Today, excessive credit due to low interest rates has allowed credit volumes to return to pre 2008 levels. The fact the fed has not raised interest rates suggests that debt correction could be immediate. "OTC interest rate derivatives rose from $368 trillion to $416 trillion in the first half of 2017" according to the Bank of International. OTC interest rate derivatives contracts totalled $438 trillion in 2016. Since Trump has taken office, interest rate derivates have decreased in volume, however, they are four times the volume in 2000. This is a pit of epic portion.
President Trump sees that the low interest rates fostered by the Federal Reserve have coincided with the 227% growth in the stock market. The S&P is trade at 27 times earnings. Trump called the stock market a bubble and warned about the stock market collapsing if interest rates rise. China has decided not to dump US government bonds in response to Trumps Steel and Aluminum tariffs. China could swap USG bonds for other assets like US dollar asset like real estate or Gold. Should China decide to swap USG bonds for foreign currencies, the dollar would drop and Chinese import decrease. US exports would increase to foreign countries as products became more cheap. As export increase then unemployment would decrease. The European and Japanese countries would not what China to buy up their currencies with money from USG bond sells.
What would happen if China sold USG bonds and bought hard commodities? Commodity prices would go up. China would stockpile the commodities in storage facilities. The inventory would represent a liability.
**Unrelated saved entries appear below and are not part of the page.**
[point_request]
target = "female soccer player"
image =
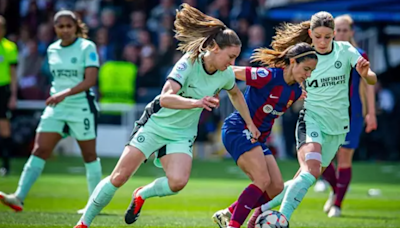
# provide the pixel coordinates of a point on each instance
(324, 121)
(168, 125)
(70, 110)
(270, 93)
(344, 32)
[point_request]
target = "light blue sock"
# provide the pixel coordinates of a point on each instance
(93, 174)
(296, 192)
(32, 170)
(277, 200)
(101, 196)
(159, 187)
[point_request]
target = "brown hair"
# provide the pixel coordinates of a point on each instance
(198, 32)
(347, 18)
(290, 34)
(81, 28)
(272, 58)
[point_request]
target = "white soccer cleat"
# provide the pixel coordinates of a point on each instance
(329, 203)
(320, 186)
(334, 212)
(81, 211)
(11, 201)
(222, 218)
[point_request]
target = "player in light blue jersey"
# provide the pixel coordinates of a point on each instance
(169, 123)
(340, 179)
(71, 108)
(324, 121)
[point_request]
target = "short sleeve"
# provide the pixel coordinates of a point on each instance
(258, 76)
(353, 54)
(231, 80)
(91, 56)
(12, 53)
(181, 70)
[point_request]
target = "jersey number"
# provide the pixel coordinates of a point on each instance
(313, 83)
(86, 122)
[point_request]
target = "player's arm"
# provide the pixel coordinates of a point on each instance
(253, 76)
(170, 99)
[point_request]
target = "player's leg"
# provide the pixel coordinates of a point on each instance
(5, 144)
(344, 158)
(84, 131)
(44, 145)
(5, 130)
(128, 163)
(253, 164)
(275, 188)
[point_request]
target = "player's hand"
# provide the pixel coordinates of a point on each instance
(255, 133)
(303, 95)
(362, 67)
(12, 103)
(208, 103)
(55, 99)
(371, 122)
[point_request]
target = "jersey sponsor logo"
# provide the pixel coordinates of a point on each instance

Unless Chinese exports increased storage of more commodity would be avoided representing additional costs.
In short, the trade pit must work on principles of equilibrium or it will get bigger. The bigger the pit the harsh it is on those trying to survive and feed their families. The rising cost due to inflation is painful. Companies have access to cheap money, but production costs lessen profit margins. Companies insist that employees do more with less available workers. Wages do not adjust portionally with the increased cost of living. We pray for peace and hope that more sane economic principles will be restored. President Trump needs to think about his responses to bubbles in the stock market, real estate market, and bond market. Interest rates can not remain low for every. The scales will swing back to more conservative principles, once again.